Il y a des siècles de cela, les marins partis pour de longs voyages avaient coutume d’abandonner un couple de porcs sur toutes les îles désertes. Ou alors ils abandonnaient un couple de chèvres. Dans un cas comme dans l’autre, l’île serait à même de fournir de la viande lors de leur prochain passage. Ces îles, elles étaient vierges. Intactes. Elles abritaient des espèces d’oiseaux sans prédateurs naturels. Des espèces d’oiseaux qui ne vivaient nulle part ailleurs à la surface de cette terre. Les plantes, là-bas, sans ennemis, elles évoluaient sans épines ni poisons. Sans prédateurs ni ennemis, ces îles, c’était le paradis.
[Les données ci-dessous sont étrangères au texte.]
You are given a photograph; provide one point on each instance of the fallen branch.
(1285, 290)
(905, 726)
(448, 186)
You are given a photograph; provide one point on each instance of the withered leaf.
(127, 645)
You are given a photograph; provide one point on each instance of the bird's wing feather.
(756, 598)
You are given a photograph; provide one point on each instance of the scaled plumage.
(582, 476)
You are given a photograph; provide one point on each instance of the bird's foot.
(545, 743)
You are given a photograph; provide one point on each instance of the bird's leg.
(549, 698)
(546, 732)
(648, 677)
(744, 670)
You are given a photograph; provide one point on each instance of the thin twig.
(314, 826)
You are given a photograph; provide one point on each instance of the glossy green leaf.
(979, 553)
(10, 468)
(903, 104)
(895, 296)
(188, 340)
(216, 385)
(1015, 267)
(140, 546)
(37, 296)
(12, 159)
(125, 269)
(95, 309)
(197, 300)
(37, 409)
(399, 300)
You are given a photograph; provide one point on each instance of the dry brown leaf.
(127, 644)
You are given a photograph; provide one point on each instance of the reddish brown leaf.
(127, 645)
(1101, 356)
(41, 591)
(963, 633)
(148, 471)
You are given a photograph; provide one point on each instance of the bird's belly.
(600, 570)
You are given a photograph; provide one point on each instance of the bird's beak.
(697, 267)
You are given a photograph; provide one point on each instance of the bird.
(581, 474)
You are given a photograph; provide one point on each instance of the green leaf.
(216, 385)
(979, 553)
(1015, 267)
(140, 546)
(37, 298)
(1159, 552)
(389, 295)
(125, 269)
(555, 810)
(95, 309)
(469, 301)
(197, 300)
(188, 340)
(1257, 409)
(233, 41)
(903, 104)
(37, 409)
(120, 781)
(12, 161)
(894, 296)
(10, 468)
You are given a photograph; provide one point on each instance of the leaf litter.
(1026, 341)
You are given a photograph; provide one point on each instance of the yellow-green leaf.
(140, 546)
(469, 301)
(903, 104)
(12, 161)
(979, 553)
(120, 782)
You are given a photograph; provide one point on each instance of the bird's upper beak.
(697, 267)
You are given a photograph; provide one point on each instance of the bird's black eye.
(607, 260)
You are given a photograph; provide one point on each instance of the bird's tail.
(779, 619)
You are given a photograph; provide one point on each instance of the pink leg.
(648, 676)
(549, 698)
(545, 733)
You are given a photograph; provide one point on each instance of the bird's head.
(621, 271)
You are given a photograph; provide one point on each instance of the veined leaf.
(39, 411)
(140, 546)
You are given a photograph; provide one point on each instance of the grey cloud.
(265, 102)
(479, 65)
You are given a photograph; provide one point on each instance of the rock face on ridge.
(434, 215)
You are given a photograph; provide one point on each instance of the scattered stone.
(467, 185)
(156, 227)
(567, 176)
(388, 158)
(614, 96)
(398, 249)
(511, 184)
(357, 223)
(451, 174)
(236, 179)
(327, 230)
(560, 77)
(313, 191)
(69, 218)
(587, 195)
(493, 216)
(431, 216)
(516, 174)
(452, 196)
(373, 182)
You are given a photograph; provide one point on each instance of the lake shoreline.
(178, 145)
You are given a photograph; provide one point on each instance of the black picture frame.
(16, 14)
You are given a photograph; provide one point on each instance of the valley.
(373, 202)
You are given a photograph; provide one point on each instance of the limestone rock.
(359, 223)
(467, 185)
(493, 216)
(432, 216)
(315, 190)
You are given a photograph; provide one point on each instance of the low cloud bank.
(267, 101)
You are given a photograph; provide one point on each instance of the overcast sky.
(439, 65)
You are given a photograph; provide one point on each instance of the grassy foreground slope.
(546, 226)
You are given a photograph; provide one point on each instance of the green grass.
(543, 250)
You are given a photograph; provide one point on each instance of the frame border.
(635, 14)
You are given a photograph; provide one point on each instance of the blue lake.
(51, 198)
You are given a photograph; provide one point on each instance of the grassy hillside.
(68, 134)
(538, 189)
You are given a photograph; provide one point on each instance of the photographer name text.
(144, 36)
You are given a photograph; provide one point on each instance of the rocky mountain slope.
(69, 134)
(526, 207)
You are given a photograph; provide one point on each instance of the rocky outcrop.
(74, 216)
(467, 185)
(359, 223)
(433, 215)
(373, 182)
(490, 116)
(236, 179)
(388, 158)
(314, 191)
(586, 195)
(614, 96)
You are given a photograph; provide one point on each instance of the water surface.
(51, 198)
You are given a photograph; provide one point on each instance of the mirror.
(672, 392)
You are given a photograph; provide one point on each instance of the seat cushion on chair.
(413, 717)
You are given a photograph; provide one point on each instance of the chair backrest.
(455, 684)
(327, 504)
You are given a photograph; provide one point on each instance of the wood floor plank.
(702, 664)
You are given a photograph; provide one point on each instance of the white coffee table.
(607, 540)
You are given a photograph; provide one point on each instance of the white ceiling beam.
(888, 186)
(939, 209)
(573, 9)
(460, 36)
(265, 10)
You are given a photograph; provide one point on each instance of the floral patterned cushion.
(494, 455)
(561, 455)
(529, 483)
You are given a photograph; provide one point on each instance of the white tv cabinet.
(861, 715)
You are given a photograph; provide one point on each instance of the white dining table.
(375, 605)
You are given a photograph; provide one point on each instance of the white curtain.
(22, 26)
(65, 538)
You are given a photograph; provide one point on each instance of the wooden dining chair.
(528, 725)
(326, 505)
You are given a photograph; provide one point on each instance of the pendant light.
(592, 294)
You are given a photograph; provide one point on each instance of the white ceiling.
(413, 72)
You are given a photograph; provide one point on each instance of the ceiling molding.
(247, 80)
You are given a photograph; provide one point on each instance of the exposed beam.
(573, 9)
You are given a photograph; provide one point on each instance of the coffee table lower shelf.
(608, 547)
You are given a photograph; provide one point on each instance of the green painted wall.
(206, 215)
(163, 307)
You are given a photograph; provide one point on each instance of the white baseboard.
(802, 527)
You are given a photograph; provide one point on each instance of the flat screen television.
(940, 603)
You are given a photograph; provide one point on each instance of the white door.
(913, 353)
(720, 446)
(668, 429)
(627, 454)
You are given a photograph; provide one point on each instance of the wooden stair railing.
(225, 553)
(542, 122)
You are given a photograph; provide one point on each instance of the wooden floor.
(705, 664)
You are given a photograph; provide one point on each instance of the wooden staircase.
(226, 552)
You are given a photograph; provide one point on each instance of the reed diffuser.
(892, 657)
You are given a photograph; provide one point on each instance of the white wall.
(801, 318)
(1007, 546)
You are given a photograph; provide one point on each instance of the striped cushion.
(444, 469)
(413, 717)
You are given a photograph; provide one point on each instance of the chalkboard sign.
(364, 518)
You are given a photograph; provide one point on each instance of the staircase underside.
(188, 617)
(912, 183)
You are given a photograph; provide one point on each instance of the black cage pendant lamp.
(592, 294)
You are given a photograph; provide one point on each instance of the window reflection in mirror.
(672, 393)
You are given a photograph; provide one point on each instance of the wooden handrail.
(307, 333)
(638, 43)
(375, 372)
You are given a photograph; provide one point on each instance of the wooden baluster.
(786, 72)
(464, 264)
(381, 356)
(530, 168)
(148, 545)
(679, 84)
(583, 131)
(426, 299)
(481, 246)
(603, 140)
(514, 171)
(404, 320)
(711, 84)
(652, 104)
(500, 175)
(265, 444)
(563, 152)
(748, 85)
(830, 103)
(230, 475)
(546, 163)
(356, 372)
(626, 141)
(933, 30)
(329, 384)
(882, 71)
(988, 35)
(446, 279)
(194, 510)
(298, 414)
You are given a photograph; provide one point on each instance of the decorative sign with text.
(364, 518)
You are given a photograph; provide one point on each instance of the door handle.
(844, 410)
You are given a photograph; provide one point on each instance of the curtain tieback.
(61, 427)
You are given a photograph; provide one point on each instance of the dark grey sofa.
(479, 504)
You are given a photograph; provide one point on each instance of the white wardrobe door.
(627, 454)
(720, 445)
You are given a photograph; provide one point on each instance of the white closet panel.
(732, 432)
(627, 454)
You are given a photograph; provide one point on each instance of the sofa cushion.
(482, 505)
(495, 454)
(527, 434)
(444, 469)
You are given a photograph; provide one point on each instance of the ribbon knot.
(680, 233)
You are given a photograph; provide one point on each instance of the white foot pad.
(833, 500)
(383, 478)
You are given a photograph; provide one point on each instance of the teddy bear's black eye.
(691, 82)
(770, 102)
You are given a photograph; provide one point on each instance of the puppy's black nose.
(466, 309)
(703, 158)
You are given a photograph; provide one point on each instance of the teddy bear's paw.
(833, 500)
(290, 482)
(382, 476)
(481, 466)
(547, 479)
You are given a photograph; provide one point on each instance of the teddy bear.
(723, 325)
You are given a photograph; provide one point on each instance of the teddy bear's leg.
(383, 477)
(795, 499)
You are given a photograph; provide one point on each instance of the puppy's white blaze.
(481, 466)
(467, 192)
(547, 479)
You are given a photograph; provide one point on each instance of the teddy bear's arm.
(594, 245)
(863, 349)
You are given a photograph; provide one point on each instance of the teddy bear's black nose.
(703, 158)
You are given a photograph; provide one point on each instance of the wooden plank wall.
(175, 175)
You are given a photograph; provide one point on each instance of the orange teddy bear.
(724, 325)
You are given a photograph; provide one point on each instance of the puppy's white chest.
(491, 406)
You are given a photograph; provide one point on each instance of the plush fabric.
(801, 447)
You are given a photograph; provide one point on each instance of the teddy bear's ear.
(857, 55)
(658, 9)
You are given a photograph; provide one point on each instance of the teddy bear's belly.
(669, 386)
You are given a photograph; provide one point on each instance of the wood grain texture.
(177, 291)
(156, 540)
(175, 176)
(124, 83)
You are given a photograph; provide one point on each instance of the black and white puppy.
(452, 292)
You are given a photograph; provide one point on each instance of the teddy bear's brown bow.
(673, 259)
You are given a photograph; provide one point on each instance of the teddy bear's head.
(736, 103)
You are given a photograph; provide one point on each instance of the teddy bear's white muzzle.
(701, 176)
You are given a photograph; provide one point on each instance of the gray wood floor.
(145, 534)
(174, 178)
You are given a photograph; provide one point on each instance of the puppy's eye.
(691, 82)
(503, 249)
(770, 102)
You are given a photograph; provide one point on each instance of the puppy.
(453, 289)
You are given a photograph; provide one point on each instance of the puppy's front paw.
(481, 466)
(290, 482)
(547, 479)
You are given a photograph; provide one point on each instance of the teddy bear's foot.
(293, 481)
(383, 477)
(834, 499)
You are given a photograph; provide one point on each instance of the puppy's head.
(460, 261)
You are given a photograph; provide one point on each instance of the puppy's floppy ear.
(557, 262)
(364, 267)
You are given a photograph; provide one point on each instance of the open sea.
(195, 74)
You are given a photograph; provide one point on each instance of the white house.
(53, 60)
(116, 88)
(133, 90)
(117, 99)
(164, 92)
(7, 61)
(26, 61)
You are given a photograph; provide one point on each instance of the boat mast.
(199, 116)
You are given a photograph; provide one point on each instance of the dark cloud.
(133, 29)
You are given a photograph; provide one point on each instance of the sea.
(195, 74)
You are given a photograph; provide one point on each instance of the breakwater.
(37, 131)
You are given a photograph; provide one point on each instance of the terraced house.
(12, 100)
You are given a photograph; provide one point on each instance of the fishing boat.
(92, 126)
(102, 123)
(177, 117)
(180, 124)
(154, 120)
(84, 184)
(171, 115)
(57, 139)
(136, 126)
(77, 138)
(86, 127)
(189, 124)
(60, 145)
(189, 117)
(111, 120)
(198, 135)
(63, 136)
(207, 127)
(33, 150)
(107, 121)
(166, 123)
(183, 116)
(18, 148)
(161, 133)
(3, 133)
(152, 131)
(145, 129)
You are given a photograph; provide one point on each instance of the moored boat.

Les marins, la fois suivante, à leur retour sur ces îles, les seules choses qu’ils trouvaient encore n’étaient que des troupeaux de chèvres ou de porcs.
C’est Oyster qui raconte cette histoire.
Les marins appelaient ça « de la viande en graines ».
Oyster nous fait : « Est ce que ça vous rappelle quelque chose ? Peut être bien c’te bonne vieille histoire d’Adam et Eve ? »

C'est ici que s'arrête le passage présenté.